LoRA (Low-Rank Adaptation) is a technique originally designed for large language models, but it has been successfully adapted for fine-tuning Stable Diffusion. By freezing the pre-trained model weights and injecting small trainable layers, LoRA drastically reduces the number of parameters that need to be updated, cutting training time and GPU memory requirements.
In the context of Stable Diffusion, LoRA is applied to the cross-attention layers that link image and text representations. This was first implemented by Simo Ryu (@cloneofsimo) and has now been integrated into Hugging Face's Diffusers library. The key benefits include:
- Faster training compared to full model fine-tuning.
- Lower compute requirements – full fine-tuning is possible on a 2080 Ti with 11 GB VRAM.
- Tiny trained weights – the adapter file is only about 3 MB, compared to gigabytes for the full model.
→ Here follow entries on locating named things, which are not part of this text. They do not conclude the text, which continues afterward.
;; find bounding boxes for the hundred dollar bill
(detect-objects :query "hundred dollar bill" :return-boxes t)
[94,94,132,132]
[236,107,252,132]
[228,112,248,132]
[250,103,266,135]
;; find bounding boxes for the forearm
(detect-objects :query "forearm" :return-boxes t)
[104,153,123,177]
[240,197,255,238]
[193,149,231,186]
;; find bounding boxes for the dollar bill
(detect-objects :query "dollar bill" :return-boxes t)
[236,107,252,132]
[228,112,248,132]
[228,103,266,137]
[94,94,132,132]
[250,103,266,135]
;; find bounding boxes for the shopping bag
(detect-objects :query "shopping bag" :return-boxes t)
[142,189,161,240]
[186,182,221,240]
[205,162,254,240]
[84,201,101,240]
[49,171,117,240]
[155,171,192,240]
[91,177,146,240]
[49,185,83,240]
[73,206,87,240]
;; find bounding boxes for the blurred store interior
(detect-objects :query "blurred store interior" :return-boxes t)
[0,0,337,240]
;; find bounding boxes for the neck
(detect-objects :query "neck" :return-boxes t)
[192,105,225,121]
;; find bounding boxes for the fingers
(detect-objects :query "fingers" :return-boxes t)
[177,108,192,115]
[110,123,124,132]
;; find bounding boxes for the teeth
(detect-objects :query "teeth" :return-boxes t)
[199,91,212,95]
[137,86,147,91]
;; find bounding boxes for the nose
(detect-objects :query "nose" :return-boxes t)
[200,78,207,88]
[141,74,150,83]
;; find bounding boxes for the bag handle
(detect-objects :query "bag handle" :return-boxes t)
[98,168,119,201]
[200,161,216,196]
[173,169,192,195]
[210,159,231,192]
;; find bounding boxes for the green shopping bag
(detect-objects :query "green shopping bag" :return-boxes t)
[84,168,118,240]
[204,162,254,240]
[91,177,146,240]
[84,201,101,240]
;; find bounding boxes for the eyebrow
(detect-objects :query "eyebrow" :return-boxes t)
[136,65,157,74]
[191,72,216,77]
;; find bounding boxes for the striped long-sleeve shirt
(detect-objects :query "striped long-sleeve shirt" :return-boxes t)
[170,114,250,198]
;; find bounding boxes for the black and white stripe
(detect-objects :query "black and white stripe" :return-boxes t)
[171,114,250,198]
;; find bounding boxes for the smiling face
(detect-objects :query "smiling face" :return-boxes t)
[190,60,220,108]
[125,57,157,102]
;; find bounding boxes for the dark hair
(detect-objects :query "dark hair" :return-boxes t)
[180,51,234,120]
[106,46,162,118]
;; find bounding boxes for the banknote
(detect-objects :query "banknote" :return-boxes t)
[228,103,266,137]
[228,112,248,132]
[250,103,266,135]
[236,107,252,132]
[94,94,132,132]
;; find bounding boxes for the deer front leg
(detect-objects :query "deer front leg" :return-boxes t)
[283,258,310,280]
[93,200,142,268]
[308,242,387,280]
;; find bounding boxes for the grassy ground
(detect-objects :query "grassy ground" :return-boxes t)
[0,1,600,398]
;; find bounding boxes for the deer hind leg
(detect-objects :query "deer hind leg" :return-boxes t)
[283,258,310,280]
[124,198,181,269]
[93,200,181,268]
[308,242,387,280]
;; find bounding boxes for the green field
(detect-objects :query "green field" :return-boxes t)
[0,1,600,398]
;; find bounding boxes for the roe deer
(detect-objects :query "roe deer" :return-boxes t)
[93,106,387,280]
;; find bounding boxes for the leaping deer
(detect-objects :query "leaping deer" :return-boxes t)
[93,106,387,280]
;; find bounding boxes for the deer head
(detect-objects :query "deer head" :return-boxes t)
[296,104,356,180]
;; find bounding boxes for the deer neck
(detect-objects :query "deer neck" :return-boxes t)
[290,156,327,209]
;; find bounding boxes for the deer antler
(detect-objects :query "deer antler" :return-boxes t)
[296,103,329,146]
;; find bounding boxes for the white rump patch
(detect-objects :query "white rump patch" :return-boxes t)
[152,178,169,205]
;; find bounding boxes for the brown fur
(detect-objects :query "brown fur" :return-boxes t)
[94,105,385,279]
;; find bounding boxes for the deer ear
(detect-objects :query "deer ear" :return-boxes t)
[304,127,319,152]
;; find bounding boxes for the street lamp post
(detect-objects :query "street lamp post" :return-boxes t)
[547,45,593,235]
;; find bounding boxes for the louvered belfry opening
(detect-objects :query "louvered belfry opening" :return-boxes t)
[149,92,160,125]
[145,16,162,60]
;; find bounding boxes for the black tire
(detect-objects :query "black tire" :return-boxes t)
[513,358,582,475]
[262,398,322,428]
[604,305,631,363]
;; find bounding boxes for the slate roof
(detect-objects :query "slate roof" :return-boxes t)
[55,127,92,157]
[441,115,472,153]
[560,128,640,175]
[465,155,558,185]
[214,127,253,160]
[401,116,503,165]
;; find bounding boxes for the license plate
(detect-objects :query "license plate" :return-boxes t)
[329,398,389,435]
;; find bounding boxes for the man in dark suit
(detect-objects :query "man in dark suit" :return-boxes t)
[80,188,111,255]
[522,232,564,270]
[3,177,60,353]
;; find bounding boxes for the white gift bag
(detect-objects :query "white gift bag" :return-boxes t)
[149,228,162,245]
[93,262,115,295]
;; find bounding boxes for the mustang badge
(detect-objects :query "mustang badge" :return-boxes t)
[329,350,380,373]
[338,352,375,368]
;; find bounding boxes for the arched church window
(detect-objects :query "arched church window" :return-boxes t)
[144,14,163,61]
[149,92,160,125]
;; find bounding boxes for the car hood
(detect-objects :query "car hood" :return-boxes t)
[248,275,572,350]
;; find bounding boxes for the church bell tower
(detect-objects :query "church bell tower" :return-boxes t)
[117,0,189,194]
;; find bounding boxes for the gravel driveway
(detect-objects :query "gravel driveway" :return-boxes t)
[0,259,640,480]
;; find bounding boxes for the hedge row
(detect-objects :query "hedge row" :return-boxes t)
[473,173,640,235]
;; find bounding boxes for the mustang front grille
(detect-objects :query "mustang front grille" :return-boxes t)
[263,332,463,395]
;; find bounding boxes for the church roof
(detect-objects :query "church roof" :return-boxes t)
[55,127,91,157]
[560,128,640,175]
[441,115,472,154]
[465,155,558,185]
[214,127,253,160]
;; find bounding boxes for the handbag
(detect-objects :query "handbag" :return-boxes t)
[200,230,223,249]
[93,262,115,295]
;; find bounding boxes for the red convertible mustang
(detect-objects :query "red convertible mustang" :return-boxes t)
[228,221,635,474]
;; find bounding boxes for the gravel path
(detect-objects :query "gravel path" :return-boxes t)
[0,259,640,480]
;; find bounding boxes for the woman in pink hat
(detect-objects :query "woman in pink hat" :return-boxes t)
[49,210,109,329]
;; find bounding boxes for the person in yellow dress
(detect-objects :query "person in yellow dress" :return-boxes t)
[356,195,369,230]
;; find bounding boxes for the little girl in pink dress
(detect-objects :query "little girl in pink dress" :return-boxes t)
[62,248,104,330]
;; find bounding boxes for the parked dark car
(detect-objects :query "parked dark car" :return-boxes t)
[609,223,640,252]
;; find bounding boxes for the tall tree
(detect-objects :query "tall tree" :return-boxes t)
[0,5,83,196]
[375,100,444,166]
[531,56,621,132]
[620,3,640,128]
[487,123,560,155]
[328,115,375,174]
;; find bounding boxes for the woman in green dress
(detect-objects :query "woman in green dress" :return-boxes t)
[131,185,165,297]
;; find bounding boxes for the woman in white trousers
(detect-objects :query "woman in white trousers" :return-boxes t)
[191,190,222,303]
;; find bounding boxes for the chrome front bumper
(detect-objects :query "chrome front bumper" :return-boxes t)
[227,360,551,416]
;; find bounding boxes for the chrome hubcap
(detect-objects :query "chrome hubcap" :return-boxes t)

This makes it much easier to share fine-tuned models. Instead of uploading the entire model, users can share a single small file. For example, a Pokémon-style fine-tuned model can be shared as a 3.29 MB file.
How to Fine-Tune with LoRA
Diffusers now includes a LoRA fine-tuning script that runs with as little as 11 GB of GPU RAM. Here's a command to fine-tune Stable Diffusion on the Lambda Labs Pokémon dataset:
export MODEL_NAME="runwayml/stable-diffusion-v1-5"
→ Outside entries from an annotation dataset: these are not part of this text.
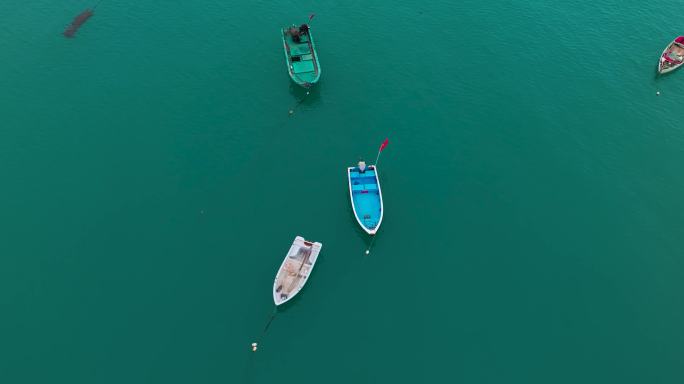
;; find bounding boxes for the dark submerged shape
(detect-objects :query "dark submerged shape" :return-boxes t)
[64,9,93,37]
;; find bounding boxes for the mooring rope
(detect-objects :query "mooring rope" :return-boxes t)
[288,91,311,116]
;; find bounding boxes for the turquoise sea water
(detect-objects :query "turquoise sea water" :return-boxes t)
[0,0,684,384]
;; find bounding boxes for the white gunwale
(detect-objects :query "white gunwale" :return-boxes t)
[658,38,684,74]
[273,236,323,306]
[347,165,385,236]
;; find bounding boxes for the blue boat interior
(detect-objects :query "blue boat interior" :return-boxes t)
[349,167,381,230]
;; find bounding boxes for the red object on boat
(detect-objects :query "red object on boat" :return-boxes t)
[64,9,93,37]
[658,36,684,74]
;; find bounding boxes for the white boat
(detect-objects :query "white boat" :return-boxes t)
[273,236,323,305]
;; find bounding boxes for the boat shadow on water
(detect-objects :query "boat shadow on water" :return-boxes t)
[290,81,322,107]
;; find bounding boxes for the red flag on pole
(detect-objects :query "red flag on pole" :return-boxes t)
[378,139,389,152]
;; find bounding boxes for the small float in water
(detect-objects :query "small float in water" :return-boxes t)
[658,36,684,74]
[281,15,321,88]
[273,236,323,306]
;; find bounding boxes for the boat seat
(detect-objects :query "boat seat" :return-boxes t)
[351,169,375,178]
[290,44,311,56]
[292,60,314,73]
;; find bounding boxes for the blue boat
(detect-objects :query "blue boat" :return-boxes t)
[347,161,383,236]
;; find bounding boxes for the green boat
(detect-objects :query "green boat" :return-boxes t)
[281,24,321,88]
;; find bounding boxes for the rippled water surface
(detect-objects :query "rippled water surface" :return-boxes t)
[0,0,684,384]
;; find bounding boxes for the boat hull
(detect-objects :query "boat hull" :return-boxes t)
[273,236,323,305]
[281,27,321,88]
[347,165,384,236]
[658,36,684,74]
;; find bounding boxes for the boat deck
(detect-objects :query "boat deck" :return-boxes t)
[349,168,381,230]
[275,243,313,301]
[283,29,318,83]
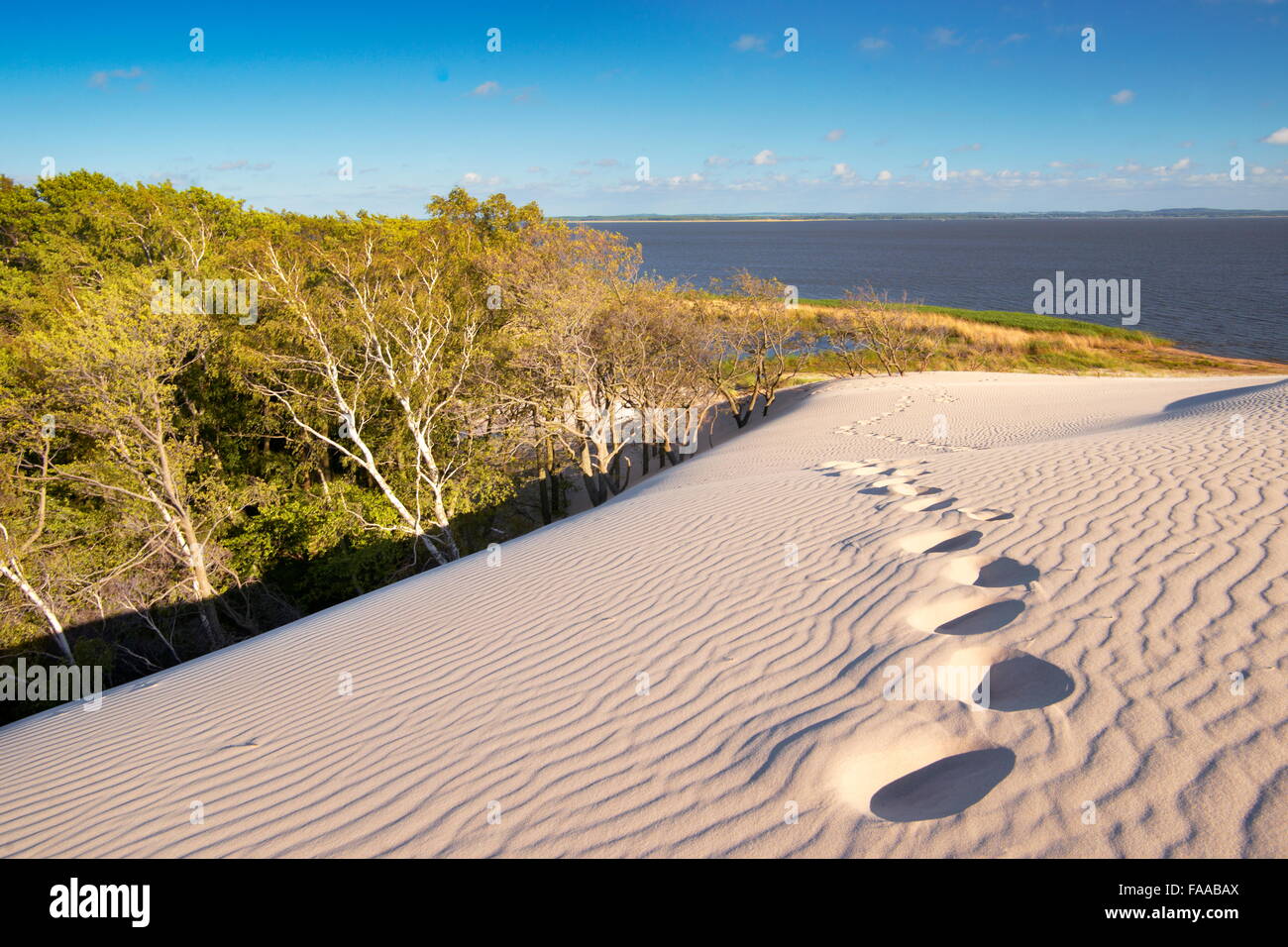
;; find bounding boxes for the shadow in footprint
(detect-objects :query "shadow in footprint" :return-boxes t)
[935,599,1024,635]
[975,556,1042,588]
[924,530,984,553]
[971,652,1074,712]
[868,746,1015,822]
export OUTPUT_DIR="/sddata/finetune/lora/pokemon"
export HUB_MODEL_ID="pokemon-lora"
export DATASET_NAME="lambdalabs/pokemon-blip-captions"
accelerate launch --mixed_precision="fp16" train_text_to_image_lora.py \
--pretrained_model_name_or_path=$MODEL_NAME \
--dataset_name=$DATASET_NAME \
--dataloader_num_workers=8 \
--resolution=512 --center_crop --random_flip \
--train_batch_size=1 \
--gradient_accumulation_steps=4 \
--max_train_steps=15000 \
--learning_rate=1e-04 \
--max_grad_norm=1 \
--lr_scheduler="cosine" --lr_warmup_steps=0 \
--output_dir=${OUTPUT_DIR} \
--push_to_hub \
--hub_model_id=${HUB_MODEL_ID} \
--report_to=wandb \
--checkpointing_steps=500 \
--validation_prompt="Totoro" \
--seed=1337
Note that the learning rate is much higher (1e-4) than typical fine-tuning (around 1e-6). A run on a 2080 Ti took about 5 hours.
Inference
To use a LoRA model during inference, load the adapter weights on top of the base Stable Diffusion model. The small size of the adapter makes it easy to switch between different fine-tuned styles without downloading massive checkpoints.
LoRA is also compatible with Dreambooth, allowing users to personalize models with just a few images while keeping the output file tiny. This combination promises to democratize access to custom Stable Diffusion models.